Our Lord is indeed Head over the Church, and to whatever extent we, His Church, recognize this Headship and follow His directions we find them wise and helpful and advantageous. And to whatever extent we do not follow them we later find that we have missed some blessing. Our Lord does not force us to recognize His headship. Our necessity forces it. So it should be in a properly regulated home. The conduct of the husband and father should be that of self-sacrificing devotion to those dependent upon him, rather than an attitude of general assertion of headship, commands or threats.

It may take days or weeks or years for the head of the family to demonstrate his love and care for those under his supervision—before they will realize the same. Perhaps his devotion may never be recognized in the present life. All the same his duties as a father, husband, caretaker, etc., are fully upon him, regardless of how his devotion may or may not be recognized by his family. As with the Lord, so with the husband—meekness, gentleness, consideration, should always be manifest.

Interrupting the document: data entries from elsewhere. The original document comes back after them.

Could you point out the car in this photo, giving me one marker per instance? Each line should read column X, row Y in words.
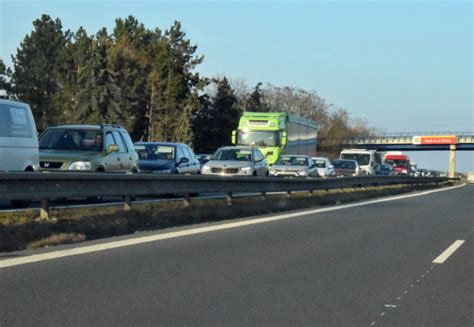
column 385, row 170
column 203, row 158
column 166, row 158
column 294, row 166
column 347, row 167
column 18, row 137
column 92, row 148
column 470, row 177
column 236, row 160
column 325, row 167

We have heard with regret that some dear brethren of the Lord have misinterpreted STUDIES IN THE SCRIPTURES, Vol. VI., along this line and that as a result their lives, instead of being made more loving and gracious, have become the reverse—more dictatorial, unsympathetic, tyrannical. We hope that these reports are overdrawn at least, and we hope also that the clearer knowledge on the subject has, at least, made some more noble and more loyal and more esteemed by their families.

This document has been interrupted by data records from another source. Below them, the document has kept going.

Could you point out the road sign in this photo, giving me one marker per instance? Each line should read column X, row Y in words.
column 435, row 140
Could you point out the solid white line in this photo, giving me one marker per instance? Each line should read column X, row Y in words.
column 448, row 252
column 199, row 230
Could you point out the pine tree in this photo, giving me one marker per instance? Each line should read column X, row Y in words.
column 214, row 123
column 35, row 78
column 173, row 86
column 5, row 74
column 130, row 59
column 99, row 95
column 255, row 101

And how about the sisters? Alas, not all of them are rightly exercised by the precious truths with which the Lord has so highly favored us! The greater knowledge of justice and injustice, and of the rights of man and woman, become tests to the sisters, as well as to the brethren. They, too, are in the hour of temptation, trial. The "Woman's Rights" sentiment is in the air. It does not make for peace and harmony. On the contrary, it is a part of the general spirit of discontent—the spirit of the world, which our great Adversary is stirring up more and more. As in the world this is stirring up the time of trouble, so in the Church and in the family it is bringing a time of trouble in advance of the world's tribulation. Alas! dear brethren and sisters, what shall it profit us if we gain a few rights and destroy our own peace and happiness and the peace and happiness of those whom we have vowed to assist and comfort and to sustain while life lasts?

As St. Paul says, "Ye were called to liberty, but use not that liberty for an occasion to the flesh." Our real liberty which brings us blessing and Divine favor and peace of soul is a liberty from error and superstition, and a liberty from the bondage of selfishness—a liberty to sacrifice, to serve, to lay down our lives for the brethren [R4900 : page 390] and for all men as we have opportunity—and particularly the liberty or privilege of showing to those of earthly relationship that we are copies of the Master and have His Spirit of self-denial, love, sympathy, good fruits.

There are, indeed, times and places where both the brethren and sisters must stand for principles and the liberty to worship God; but, these being granted, we may well sacrifice all other things as trivial; or, if we must contend, let us contend for only such things as our Redeemer would have contended for. Thus let us "walk in His steps, as He has set us an example."—I Pet. 2:21.